Unlike NATO, which transferred their pilots after opening disciplinary procedures, the German government and defence ministry initially sought to deny the massacre, before going on the offensive to declare Klein innocent.

There was a parliamentary investigatory commission, as well as an investigation by the federal prosecutor, which was abandoned before criminal proceedings were launched. The German army did not even introduce disciplinary measures. In all these investigations, the official version of events was that Klein could not have known that civilians were in the area.

The final report of the federal prosecutor after the halting of the investigation in April 2010, which was kept secret, went a step further, making clear how much control the military leadership has over the decisions of the government and judiciary. The federal prosecutor’s office reportedly denied any breach of international law due to Klein’s “excesses.” It says, even the “killing of several dozen civilians protected [by international law]” had to be justified “out of tactical military considerations in anticipation of military advantages.”

To make clear that the military leadership would take no notice of the horrified response of the population, former Defence Minister Thomas de Maizière (Christian Democratic Union) demonstratively promoted Klein early in 2013 to the rank of brigadier general.

The ruling of the Bonn court must be evaluated against this background. Presiding Judge Heinz Sonnenberger declared at the announcement of the ruling that he had not reached his decision easily. The course of the proceedings indicated that the army exerted extreme pressure behind the scenes.

First, the chamber for matters of state liability stated at the opening of the proceedings on March 20 that the claim was “not obviously without foundation.” It opposed the call of government representative Dr. Mark Zimmer to immediately throw out the charges and announced a review of whether official responsibilities or the Geneva Convention had been breached. This would have provided the basis for individual compensation claims against the federal republic.

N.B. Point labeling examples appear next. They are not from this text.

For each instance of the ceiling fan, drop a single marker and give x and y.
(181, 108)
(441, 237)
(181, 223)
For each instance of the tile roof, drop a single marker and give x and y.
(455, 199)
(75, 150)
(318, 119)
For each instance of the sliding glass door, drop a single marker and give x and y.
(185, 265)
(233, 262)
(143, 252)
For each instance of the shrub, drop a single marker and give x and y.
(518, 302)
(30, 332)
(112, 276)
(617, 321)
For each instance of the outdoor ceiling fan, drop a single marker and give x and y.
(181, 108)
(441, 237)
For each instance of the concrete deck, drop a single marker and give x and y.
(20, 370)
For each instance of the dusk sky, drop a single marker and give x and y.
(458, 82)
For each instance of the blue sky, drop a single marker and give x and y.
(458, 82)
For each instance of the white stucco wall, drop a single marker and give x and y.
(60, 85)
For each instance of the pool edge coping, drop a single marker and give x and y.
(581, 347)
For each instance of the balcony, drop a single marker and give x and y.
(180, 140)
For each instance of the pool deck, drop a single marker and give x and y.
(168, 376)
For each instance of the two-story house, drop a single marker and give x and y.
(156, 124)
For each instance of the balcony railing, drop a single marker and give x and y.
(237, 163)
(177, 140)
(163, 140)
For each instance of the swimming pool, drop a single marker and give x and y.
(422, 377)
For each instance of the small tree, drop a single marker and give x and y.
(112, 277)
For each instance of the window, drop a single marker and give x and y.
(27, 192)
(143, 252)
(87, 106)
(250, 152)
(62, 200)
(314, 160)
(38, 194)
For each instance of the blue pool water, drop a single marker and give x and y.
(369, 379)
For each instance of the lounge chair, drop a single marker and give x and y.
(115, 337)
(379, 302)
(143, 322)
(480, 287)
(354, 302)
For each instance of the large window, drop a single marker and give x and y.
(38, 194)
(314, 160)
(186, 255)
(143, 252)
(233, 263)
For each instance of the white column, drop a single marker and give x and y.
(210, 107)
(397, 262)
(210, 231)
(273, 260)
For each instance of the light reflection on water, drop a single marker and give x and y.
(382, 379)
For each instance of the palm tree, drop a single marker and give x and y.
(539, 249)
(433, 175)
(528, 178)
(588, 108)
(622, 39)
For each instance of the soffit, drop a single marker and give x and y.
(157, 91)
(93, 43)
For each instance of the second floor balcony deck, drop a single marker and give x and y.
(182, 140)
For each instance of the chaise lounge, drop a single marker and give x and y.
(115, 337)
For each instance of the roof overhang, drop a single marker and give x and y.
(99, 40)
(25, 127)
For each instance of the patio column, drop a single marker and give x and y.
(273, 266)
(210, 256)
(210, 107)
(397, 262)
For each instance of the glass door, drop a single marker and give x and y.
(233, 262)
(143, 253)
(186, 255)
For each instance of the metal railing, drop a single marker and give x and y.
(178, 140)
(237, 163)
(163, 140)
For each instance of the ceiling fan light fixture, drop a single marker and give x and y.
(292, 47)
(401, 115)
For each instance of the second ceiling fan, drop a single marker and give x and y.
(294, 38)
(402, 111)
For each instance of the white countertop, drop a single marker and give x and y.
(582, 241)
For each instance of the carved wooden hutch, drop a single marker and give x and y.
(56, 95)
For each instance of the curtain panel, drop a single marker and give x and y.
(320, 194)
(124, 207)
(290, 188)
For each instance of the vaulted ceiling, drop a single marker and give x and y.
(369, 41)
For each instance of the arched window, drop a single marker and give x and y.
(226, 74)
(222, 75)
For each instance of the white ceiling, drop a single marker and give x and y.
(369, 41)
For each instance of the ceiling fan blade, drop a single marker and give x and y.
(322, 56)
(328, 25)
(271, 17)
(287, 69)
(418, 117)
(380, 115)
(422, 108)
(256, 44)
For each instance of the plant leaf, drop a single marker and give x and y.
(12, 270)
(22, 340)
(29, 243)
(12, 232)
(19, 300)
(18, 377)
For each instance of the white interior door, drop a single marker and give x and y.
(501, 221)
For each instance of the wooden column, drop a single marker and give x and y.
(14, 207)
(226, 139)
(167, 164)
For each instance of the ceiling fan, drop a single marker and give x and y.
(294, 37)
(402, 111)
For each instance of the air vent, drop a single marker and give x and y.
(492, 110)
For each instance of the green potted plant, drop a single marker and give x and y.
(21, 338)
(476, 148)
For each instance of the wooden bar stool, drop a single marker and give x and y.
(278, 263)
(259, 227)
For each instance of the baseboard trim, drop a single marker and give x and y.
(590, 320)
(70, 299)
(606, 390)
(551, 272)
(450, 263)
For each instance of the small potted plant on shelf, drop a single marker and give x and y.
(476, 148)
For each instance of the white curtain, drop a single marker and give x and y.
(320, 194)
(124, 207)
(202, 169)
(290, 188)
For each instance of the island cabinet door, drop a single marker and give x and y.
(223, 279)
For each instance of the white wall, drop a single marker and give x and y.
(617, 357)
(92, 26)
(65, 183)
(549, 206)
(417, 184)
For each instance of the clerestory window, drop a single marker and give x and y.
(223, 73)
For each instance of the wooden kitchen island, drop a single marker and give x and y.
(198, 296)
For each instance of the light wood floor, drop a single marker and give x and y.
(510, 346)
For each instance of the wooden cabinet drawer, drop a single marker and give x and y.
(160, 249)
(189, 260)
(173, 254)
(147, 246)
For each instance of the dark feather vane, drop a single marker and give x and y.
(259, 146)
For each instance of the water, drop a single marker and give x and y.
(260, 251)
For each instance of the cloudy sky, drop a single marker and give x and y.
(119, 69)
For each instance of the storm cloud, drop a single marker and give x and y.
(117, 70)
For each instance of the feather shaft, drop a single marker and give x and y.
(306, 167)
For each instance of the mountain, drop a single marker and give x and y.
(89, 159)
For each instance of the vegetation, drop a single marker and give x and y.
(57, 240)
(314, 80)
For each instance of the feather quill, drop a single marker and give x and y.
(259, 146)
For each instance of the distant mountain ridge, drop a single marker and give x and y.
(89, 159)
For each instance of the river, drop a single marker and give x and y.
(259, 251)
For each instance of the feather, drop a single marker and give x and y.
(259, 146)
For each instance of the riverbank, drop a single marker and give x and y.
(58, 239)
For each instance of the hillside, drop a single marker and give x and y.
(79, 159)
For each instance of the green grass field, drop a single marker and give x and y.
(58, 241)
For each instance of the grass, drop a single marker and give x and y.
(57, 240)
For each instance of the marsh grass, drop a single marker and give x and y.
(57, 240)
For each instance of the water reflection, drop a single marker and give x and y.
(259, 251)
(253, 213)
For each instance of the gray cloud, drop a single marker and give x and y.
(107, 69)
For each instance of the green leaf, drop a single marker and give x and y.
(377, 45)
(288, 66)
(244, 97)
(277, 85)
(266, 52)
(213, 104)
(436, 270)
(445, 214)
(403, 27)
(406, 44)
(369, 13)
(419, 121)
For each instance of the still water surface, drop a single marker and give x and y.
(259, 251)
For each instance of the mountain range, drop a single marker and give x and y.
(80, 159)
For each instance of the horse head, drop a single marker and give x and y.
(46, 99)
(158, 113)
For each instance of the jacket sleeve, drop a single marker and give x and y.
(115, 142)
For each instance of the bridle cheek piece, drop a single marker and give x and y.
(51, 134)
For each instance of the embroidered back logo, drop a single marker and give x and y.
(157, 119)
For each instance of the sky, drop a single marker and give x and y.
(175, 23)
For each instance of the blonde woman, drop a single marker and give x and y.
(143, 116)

Zimmer, the government’s lawyer and a former major in the German army, opposed the judge sharply from the outset. Zimmer challenged the authority of the court, claiming Klein had not exercised “national sovereign power” and had been involved in the structures of the NATO ISAF mission. He also claimed that Germany could not be liable in the exceptional situation of a war—an argument which Berlin had not publicly used at the time of the massacre.

If Germany had to be concerned about liability claims for its role in every NATO mission, Zimmer said, this would be “a very burdensome situation for the soldiers.”

The defence ministry strictly rejected a settlement until the end. When judge Sonnenberger attempted in the first court hearing to reach a settlement and estimated that €3 million for 79 families was not a huge sum, an undersecretary of the defence ministry present heavily shook his head no. In fact, particularly given the estimated €26 to €47 billion spent on the German army’s mission in Afghanistan, such a settlement figure is ridiculously low.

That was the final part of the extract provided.